Topological Sort Interview Patterns: Kahn’s Algorithm, DFS Ordering, Cycle Detection

What Is Topological Sort?

A topological sort of a directed acyclic graph (DAG) produces a linear ordering of vertices such that for every directed edge u → v, u appears before v in the ordering. It is only possible when the graph has no cycles (hence “acyclic”). Applications: course scheduling (take prerequisites before a course), build system dependency resolution (compile dependencies before dependents), task scheduling, and package manager dependency ordering (npm, pip).

Kahn’s Algorithm (BFS-based)

Kahn’s algorithm uses in-degree (number of incoming edges) to iteratively remove nodes with no dependencies:

  1. Compute in-degree for each node.
  2. Add all nodes with in-degree = 0 to a queue (no prerequisites).
  3. While queue is not empty: dequeue a node, add to result. For each neighbor of the dequeued node: decrement their in-degree. If any neighbor’s in-degree becomes 0, enqueue it.
  4. If result length equals total nodes: valid topological order. Else: the graph has a cycle.
from collections import deque, defaultdict

def topological_sort(n, edges):
    graph = defaultdict(list)
    in_degree = [0] * n
    for u, v in edges:
        graph[u].append(v)
        in_degree[v] += 1
    queue = deque(i for i in range(n) if in_degree[i] == 0)
    result = []
    while queue:
        node = queue.popleft()
        result.append(node)
        for neighbor in graph[node]:
            in_degree[neighbor] -= 1
            if in_degree[neighbor] == 0:
                queue.append(neighbor)
    return result if len(result) == n else []  # empty = cycle detected

Time O(V + E), space O(V + E).

DFS-based Topological Sort

Run DFS on the graph. A node is added to the result stack after all its descendants are visited (post-order). The final result is the reversed stack.

def dfs_topo(n, graph):
    visited = [0] * n  # 0=unvisited, 1=in-progress, 2=done
    result = []
    has_cycle = [False]

    def dfs(node):
        if visited[node] == 1:
            has_cycle[0] = True; return
        if visited[node] == 2: return
        visited[node] = 1
        for neighbor in graph[node]:
            dfs(neighbor)
        visited[node] = 2
        result.append(node)

    for i in range(n):
        if visited[i] == 0:
            dfs(i)
    return [] if has_cycle[0] else result[::-1]

Three states: 0 (not visited), 1 (currently in DFS stack = in progress), 2 (fully explored).
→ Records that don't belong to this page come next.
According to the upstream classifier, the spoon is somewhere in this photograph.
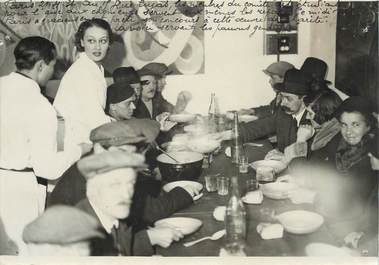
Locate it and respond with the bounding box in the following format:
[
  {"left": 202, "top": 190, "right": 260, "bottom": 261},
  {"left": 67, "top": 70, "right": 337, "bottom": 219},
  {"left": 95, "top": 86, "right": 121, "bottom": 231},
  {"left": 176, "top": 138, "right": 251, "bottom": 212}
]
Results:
[
  {"left": 183, "top": 229, "right": 226, "bottom": 247},
  {"left": 155, "top": 144, "right": 181, "bottom": 164}
]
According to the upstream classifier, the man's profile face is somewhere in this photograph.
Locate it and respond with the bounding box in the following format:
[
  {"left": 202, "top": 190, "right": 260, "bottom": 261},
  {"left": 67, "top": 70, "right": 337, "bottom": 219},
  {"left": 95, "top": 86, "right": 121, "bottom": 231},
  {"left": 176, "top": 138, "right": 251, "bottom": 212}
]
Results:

A cycle is detected when a node in state 1 is visited again (a back edge).

Classic Interview Problems

Course Schedule (LC 207): given n courses and prerequisites, determine if all courses can be finished (i.e., no cycle in the prerequisite graph). Build directed graph from prerequisites and run Kahn’s — return True if topological sort length = n.

Course Schedule II (LC 210): return the actual order to take courses. Return the topological sort result from Kahn’s (or DFS).

Alien Dictionary (LC 269): given a list of words sorted in an alien language, find the character ordering. For each adjacent pair of words, find the first differing character — that gives a directed edge (char_in_word1 → char_in_word2). Run topological sort on the resulting graph. If a cycle exists, the ordering is invalid. Edge case: if word1 is longer than word2 and word2 is a prefix of word1, the ordering is invalid (e.g., [“abc”, “ab”] is contradictory).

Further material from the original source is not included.